Preferimos acreditar na perenidade das coisas que a
humanidade sabe, faz e constrói, afirmando-se como uma existência num universo
infinito e multicultural. Acreditamos na humanidade no seu todo, como entidade
que deve cuidar da sua existência, sem comportamentos suicidários, egoístas, desistentes
e decadentes. Porque a aceitação da efemeridade das coisas corresponderia a uma
aceitação de vida exclusivamente baseada em mim e no tempo presente, esquecendo
raízes culturais e não perspetivando objetivos para o futuro. Como se o meu ego
fosse a única ideia de universo, radiante de contentamento com qualquer meio
que o transporte por umas horas para uma felicidade egoísta, individual, sem preocupação
alguma com a partilha de pensamento sobre a Vida no contexto da Natureza.
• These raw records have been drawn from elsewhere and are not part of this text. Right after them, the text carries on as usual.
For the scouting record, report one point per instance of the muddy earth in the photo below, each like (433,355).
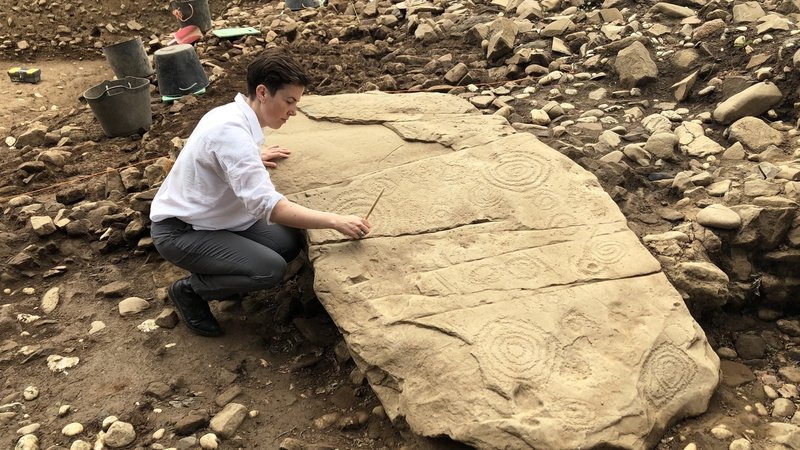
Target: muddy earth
(282,357)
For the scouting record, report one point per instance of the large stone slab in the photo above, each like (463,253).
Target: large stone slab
(500,299)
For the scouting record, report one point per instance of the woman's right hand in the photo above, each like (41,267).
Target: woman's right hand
(352,226)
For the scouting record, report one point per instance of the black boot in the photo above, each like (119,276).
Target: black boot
(194,311)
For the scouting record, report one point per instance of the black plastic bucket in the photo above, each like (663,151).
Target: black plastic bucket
(128,59)
(121,106)
(179,71)
(192,12)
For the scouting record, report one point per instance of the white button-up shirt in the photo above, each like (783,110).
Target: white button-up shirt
(218,181)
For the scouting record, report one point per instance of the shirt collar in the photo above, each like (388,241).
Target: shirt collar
(252,119)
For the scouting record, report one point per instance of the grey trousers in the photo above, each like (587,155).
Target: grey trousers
(224,263)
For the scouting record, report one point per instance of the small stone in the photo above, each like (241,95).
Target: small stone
(719,216)
(50,300)
(108,421)
(770,392)
(740,444)
(30,393)
(783,407)
(29,429)
(27,442)
(209,441)
(96,327)
(120,434)
(132,305)
(721,432)
(227,421)
(58,363)
(72,429)
(80,445)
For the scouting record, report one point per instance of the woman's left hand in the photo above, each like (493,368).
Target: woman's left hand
(272,153)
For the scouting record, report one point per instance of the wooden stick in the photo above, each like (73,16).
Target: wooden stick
(375,203)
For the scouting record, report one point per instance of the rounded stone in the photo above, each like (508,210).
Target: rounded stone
(80,445)
(209,441)
(719,216)
(783,407)
(120,434)
(30,393)
(740,444)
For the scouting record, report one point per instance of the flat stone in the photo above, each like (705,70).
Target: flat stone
(752,101)
(755,134)
(635,66)
(227,421)
(735,374)
(497,349)
(719,216)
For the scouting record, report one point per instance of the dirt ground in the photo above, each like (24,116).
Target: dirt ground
(285,363)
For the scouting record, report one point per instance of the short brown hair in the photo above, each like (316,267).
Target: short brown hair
(274,68)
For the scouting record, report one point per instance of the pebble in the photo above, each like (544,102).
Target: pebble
(63,410)
(120,434)
(209,441)
(27,442)
(783,407)
(29,429)
(719,216)
(72,429)
(740,444)
(30,393)
(80,445)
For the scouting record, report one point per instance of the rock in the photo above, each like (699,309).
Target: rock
(30,393)
(29,429)
(72,429)
(27,442)
(735,374)
(120,434)
(750,346)
(168,318)
(784,433)
(783,407)
(50,300)
(132,305)
(115,289)
(708,29)
(80,445)
(58,363)
(753,101)
(227,421)
(790,374)
(740,444)
(682,88)
(501,43)
(456,74)
(209,441)
(671,10)
(43,225)
(705,283)
(754,133)
(747,12)
(96,327)
(33,136)
(191,422)
(735,152)
(159,390)
(719,216)
(634,66)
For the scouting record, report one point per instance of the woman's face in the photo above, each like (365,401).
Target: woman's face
(275,110)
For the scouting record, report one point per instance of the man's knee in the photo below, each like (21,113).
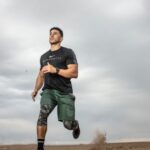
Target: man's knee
(70,125)
(44,112)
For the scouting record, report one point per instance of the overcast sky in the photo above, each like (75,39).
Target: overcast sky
(111,41)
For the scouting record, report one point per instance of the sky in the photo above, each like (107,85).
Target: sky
(111,41)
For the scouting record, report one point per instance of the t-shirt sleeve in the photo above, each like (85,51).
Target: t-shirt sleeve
(41,64)
(71,58)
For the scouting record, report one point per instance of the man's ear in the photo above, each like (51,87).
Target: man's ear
(61,39)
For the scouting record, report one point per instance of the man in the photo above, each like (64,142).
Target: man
(58,66)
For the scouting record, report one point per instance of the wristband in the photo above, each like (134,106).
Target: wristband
(57,70)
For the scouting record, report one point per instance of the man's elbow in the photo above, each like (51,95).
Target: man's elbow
(75,75)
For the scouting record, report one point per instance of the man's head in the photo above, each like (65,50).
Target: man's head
(56,35)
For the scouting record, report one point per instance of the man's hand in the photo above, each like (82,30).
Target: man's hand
(34,93)
(49,69)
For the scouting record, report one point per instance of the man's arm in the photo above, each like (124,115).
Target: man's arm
(70,72)
(38,84)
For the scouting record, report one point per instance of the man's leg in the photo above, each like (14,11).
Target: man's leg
(42,125)
(73,125)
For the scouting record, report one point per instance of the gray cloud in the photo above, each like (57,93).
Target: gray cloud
(111,41)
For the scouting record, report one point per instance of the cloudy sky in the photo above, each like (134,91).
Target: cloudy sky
(111,40)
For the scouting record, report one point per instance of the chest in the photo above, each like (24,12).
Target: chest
(57,60)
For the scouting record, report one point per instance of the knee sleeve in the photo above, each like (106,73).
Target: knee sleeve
(70,125)
(44,112)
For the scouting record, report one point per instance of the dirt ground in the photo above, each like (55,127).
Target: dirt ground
(109,146)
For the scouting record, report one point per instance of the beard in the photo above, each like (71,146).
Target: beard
(53,43)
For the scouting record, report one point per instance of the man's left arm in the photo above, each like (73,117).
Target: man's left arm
(70,72)
(72,67)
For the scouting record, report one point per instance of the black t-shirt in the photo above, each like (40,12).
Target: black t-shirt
(59,58)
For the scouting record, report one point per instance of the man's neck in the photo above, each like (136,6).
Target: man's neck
(55,47)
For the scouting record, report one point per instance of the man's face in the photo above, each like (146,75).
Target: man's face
(55,37)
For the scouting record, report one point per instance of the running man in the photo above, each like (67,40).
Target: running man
(57,66)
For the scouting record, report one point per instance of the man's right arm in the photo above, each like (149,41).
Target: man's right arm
(38,84)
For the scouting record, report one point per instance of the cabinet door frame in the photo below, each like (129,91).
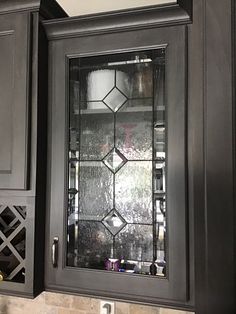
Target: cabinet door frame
(175,288)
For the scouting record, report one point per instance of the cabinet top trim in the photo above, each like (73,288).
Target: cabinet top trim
(110,22)
(48,8)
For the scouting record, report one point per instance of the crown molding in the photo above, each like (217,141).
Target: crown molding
(47,8)
(110,22)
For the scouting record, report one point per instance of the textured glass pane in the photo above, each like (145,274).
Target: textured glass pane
(115,99)
(117,163)
(140,74)
(90,244)
(133,192)
(96,191)
(134,129)
(114,222)
(92,89)
(97,131)
(135,242)
(114,160)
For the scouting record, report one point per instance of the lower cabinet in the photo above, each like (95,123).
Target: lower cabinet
(117,184)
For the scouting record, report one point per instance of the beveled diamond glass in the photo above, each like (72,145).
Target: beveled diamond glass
(116,217)
(114,222)
(115,160)
(115,99)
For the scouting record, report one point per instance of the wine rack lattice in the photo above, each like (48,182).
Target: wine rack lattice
(12,242)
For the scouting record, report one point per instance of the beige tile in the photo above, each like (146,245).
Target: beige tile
(67,311)
(89,305)
(122,308)
(142,309)
(57,299)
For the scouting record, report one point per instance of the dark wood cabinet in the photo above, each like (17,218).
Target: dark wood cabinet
(97,65)
(23,125)
(123,124)
(14,84)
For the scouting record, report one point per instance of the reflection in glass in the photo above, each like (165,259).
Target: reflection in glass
(117,163)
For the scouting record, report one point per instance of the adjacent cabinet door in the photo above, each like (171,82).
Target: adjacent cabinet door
(117,149)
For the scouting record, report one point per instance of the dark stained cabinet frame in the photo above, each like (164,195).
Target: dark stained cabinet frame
(115,33)
(14,90)
(200,35)
(23,120)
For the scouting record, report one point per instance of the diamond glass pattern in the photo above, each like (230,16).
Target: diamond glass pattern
(115,99)
(12,242)
(114,222)
(114,160)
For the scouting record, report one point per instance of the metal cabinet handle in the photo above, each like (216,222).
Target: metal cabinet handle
(107,307)
(55,252)
(2,276)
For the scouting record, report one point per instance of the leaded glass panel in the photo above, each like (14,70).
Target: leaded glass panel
(117,163)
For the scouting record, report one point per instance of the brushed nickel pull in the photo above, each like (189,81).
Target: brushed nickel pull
(55,251)
(2,276)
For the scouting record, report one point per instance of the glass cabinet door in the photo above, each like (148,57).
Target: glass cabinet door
(117,220)
(117,163)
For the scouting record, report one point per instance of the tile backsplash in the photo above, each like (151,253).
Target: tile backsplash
(55,303)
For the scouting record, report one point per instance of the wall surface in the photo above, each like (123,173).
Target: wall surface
(54,303)
(79,7)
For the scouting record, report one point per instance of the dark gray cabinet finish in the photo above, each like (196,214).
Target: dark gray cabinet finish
(14,91)
(95,40)
(209,144)
(23,116)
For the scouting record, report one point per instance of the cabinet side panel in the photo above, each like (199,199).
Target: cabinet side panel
(6,88)
(14,96)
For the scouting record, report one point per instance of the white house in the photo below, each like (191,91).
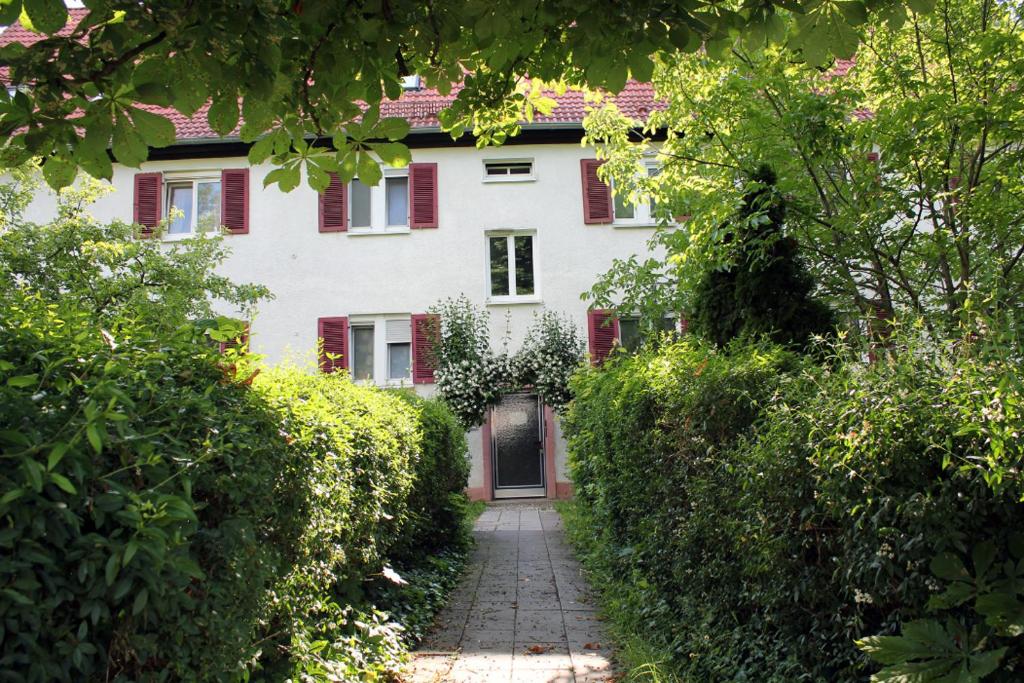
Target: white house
(516,228)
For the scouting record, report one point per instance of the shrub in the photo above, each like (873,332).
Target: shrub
(762,513)
(436,503)
(168,512)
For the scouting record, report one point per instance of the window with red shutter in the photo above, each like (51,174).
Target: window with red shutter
(235,200)
(334,335)
(602,327)
(333,207)
(148,190)
(426,333)
(423,195)
(596,194)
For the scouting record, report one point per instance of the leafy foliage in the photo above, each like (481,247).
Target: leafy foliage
(901,172)
(761,513)
(767,291)
(471,376)
(283,75)
(171,511)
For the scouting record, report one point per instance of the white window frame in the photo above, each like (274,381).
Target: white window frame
(378,207)
(195,177)
(380,370)
(522,177)
(641,212)
(511,297)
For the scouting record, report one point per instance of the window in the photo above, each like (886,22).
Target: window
(508,170)
(382,349)
(193,205)
(380,209)
(398,336)
(511,266)
(363,351)
(632,336)
(643,213)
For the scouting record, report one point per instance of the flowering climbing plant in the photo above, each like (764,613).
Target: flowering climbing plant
(471,376)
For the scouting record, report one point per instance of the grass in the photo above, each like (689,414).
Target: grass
(621,602)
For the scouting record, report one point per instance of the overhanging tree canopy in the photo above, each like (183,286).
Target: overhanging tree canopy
(290,71)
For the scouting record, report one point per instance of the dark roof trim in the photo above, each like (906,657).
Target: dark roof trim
(415,140)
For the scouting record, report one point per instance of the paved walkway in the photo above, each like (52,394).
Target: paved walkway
(522,612)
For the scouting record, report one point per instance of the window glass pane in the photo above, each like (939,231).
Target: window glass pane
(397,201)
(623,210)
(523,264)
(209,206)
(360,204)
(397,360)
(629,333)
(363,353)
(652,171)
(180,199)
(499,266)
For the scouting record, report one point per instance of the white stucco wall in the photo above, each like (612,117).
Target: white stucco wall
(313,274)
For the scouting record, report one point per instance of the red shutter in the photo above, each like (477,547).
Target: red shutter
(334,332)
(148,190)
(603,329)
(334,207)
(596,194)
(235,200)
(426,332)
(423,195)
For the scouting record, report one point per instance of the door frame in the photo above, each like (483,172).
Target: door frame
(545,439)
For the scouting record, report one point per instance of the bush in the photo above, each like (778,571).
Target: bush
(173,513)
(758,513)
(437,502)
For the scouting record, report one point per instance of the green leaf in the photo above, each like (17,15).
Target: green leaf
(641,66)
(948,566)
(392,154)
(58,172)
(921,6)
(854,12)
(983,555)
(155,129)
(223,114)
(369,170)
(45,15)
(128,146)
(111,571)
(62,482)
(92,433)
(9,11)
(130,551)
(16,597)
(34,471)
(11,496)
(140,601)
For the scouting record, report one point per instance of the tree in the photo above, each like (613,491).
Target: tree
(767,290)
(901,172)
(316,70)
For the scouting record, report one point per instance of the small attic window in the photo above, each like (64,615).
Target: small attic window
(508,170)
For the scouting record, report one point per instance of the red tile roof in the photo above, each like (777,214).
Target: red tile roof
(420,108)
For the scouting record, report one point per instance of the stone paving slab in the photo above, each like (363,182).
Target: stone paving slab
(522,612)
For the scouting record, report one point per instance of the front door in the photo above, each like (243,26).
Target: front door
(517,446)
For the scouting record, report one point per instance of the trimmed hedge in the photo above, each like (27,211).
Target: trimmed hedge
(162,519)
(750,514)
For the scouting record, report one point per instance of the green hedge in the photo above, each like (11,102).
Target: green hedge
(750,515)
(162,519)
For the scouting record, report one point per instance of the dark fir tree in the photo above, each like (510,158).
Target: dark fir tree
(767,290)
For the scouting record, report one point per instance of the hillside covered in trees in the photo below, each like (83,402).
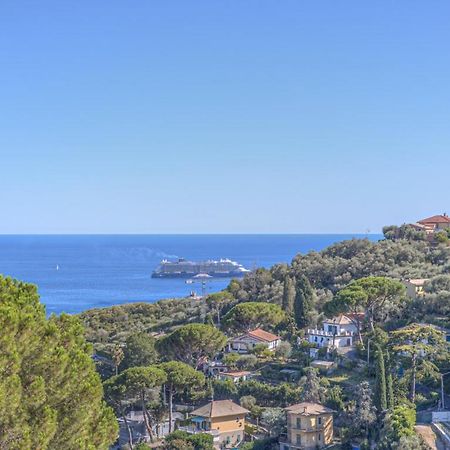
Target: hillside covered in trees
(323,274)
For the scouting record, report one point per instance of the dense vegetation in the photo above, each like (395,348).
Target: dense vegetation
(51,397)
(289,285)
(50,394)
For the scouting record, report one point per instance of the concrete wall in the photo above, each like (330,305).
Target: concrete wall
(440,416)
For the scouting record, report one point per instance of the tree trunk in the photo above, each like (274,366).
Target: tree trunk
(170,409)
(130,434)
(413,381)
(146,421)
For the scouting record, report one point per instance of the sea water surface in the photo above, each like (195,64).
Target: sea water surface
(79,272)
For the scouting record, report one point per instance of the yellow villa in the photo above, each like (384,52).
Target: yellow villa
(309,426)
(224,419)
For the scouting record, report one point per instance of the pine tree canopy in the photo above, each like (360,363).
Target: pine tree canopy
(50,394)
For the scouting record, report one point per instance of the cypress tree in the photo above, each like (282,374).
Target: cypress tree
(288,295)
(380,387)
(304,302)
(389,383)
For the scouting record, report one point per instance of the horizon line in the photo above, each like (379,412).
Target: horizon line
(347,233)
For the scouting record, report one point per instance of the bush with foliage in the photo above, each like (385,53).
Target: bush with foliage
(50,395)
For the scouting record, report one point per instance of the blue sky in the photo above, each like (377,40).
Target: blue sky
(222,116)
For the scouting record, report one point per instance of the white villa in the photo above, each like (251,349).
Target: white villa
(336,332)
(246,342)
(415,287)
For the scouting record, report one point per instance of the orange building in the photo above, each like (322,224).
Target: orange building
(309,426)
(224,419)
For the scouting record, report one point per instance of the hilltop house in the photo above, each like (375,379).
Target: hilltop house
(248,341)
(335,333)
(309,426)
(435,223)
(415,287)
(223,419)
(235,376)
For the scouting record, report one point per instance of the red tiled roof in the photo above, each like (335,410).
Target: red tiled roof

A felicidade ainda continua a ser o mote de um
admirável mundo novo
Deste modo, depois de equacionarmos
as escolhas, as opções, os pontos de vista que organizam a oficina da nossa
atividade artística, vamos partilhar o pensamento específico que nos levou a
elaborar o conjunto de trabalhos que integram a exposição de oitenta e sete
pinturas.
Esta exposição foi estruturada em três secções: a primeira chamamos Faróis e Tempestades, a segunda Delimitações e a terceira Soneto em Construção. De permeio acentuamos o Ritual da Pintura e evidenciamos uma espécie de Prefácio ou Posfácio pictórico. (Ilídio Salteiro, Mundo Novo, extrato de texto de apresentação do catálogo da exposição Mundo Novo, Sociedade Nacional de Belas Artes, Lisboa, fevereiro março de 2024)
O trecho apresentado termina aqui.